Mehr Geld für Gemeinden? Vorher sollen sie Reformkraft beweisen

PRESSESTATEMENTS NACH DEM BUND-LÄNDER-GEMEINDEN-TREFFEN ZUR GESAMTSTAATLICHEN KONSOLIDIERUNG: EIBINGER-MIEDL / SCHELLHORN / PRESSL / MARTERBAUER
Es wäre ein spannendes Experiment, Gemeinden mit mehr Geld und Autonomie auszustatten. Warum Zweifel angebracht sind.
Michael Hammerl

Michael Hammerl

Der „Stabilitätspakt“ hält fest, wie stark sich Bund, Länder und Gemeinden pro Jahr verschulden dürfen. Natürlich nur in der Theorie, Österreichs Budgetpraxis gleicht derzeit in Zahlen gegossenem Chaos. Was bringt dann der Pakt? Die Kurzversion: Brüssel schreibt eben vor, dass es ihn geben muss.
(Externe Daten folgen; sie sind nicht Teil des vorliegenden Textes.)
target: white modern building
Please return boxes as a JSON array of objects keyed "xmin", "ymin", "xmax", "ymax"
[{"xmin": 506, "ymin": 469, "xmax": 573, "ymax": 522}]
Nun wird er seit Monaten neu verhandelt, die nächste Runde steht am Freitag an, eine Lösung soll bis Jahresende stehen. So trocken die Materie ist, sorgte sie in den vergangenen Wochen dennoch für große Emotionen. Grund: Die explodierenden Länder- und Gemeindeschulden haben Finanzminister Markus Marterbauers (SPÖ) Budgetpfad zerstört.

Anfang Oktober betonte er im KURIER-Interview noch, Österreich werde es auch „ohne neue Steuern“ schaffen. Mittlerweile plädiert er etwa für eine Erhöhung der Grundsteuer. Diese wurde seit 40 Jahren nicht mehr an die Inflation angepasst. Sie hat den Vorteil, dass hunderte zusätzliche Millionen direkt an die finanziell teils maroden Städte und Gemeinden fließen würden. Die Gemeinden hätten größere finanzielle Autonomie – und könnten gleichzeitig mehr Verantwortung übernehmen.

Autonomere Gemeinden: Genau hier hakt Gemeindebundchef Johannes Pressl (ÖVP) ein. Pressl wird als Verhandler besonder Konstruktivität nachgesagt – vor allem bei den Neos, aber auch im Finanzministerium kommt der Bürgermeister von Ardagger gut an. Und er hat einen Punkt: Gemeinden könnten prinzipiell vieles niederschwelliger regeln. Die Frage ist: Sind die kommunale Infrastruktur und das Personal auch flott, digital und vertrauenswürdig genug? Man darf daran zweifeln. Über die letzten Jahrzehnte haben Länder und Gemeinden bereits einen immer größeren Teil des Steuerkuchens erhalten. Doch kaum jemand wird argumentieren, dass auch das Bildungs- oder Gesundheitssystem besser geworden sind. Das Vertrauen in die Gemeindevertreter ist zudem nachhaltig beschädigt. Nicht nur wegen fragwürdiger Grundstücksgeschäfte von ÖVP-Bürgermeistern oder der SPÖ-Kleingartenaffäre in Wien, sondern auch wegen der misslichen Budgetlage – die viele kommunale Mitverursacher hat.

Vorschlag: Bevor wir über mehr Geld oder Macht reden, sollen die Gemeinden zeigen, dass sie überhaupt zu schlankeren und transparentern Strukturen fähig sind – und zum Sparen. Vorschläge lägen auf dem Tisch. Pressl hält die Zusammenlegung von Verwaltungseinheiten für sinnvoll. Worauf warten? Warum wird diese Debatte nicht forciert? Oder glaubt ernsthaft jemand, es seien Grenzwerte für Neuverschuldung, die Österreichs nächste Budgetkrise verhindern? Zahlkonstrukte, an die sich ohnehin niemand hält? Wie entbehrlich! Ein Stabilitätspakt lindert keine Krise, billigere und effizientere Gemeinden könnten das sehr wohl.